I went to Duolingo because an NPR piece said something about it teaching you Klingon.

Now, I have little interest in learning Klingon, and I never understood Worf when he talked in his native tongue, but I was curious to see what it all looked like. I was guessing a lot of vowels all in a row, with funky accents over them to boot.

And the languages that Duolingo does teach are the standards. You're not getting Hebrew or Swahili with this (free) app.

Actually, you do get a few ones you might not expect: Indonesian, Korean, Dutch, Romanian, etc, along with the now standards: French, German, Italian, Spanish, Portuguese, Japanese and Chinese.

It's been eons since I've taken French, so I thought this is where I'd start.

I've never done Rosetta Stone, so I don't really know how that works, though I hear good things about it. And when studying French in high school and college, I just stumbled. I could pretty much read things ok. I even might be able to eke out writing some. I was the ugly American when it came to speaking it  - and if someone speaking fluent French talked to me, I was just utterly lost. I could pick out words here and there, but the way the language just flows off their tongue, I can't say I'm good at that.

While you can 'test out' of certain levels, I opted not to and start with the basics. And the basics are fairly basic on Doulingo.

You might not know the French word for 'boy', but if you can't pick it out in picture form, you're kind of fucked from the start.

But it is not all pictures, and I get where the app is coming from. It is about repetition in each level, even though each level gets more challenging. And even with the higher levels, they will throw a few lower level questions in, I suppose to test your retention skills.

Pretty sneaky Sis.

So you have levels of Basic, Phrases, Animals, Clothing, Plurals.....and so on.

You have parts where you say a phrase, using a mic, back to the app.
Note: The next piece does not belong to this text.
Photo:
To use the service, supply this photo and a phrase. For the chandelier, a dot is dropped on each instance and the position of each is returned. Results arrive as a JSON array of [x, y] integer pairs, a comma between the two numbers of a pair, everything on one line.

You have written items where you translate from English to French and then others from French to English. And again with the repetition with words, phrases, conjugation, etc.

I won't say there is a trick to doing this, but attention to detail is important. I have fat-fingered the choice of words to make the sentence and not noticed and hit submit. Or I have moved to fast and put the words in the wrong order and hit submit. I don't get credit for those activities and you can't go 'back' to fix them. 

I also noticed, if you have them in the wrong order (or up there incorrectly to begin with) you can move them with your finger to the appropriate place, as long as you don't hit 'submit'. 

...and of course, you get the all too important results page at the end of each lesson to know you get a gold star!  I mean, let's face it, it's all about the affirmation.

So after I become fluent in French, I suppose I can try to move on to another language.

Only time will tell if it helps me understand a fluent speaking Frog, but if it gets me from point A to point B when traveling, so be it. That's all I need.

"Où sont les toilettes s’il te plaît?"

I may as well start with the most important question I will have - right?

Anyhoo.....I'm liking Duolingo. if it would only teach me Klingon.


Ur-spo said...

I have a few Rosetta stones; this app looks very much like it in set up.

Brett said...

Better brush up on the French and Dutch before you come to Europe (although Nicolas and I can be your in-house translators for those languages...).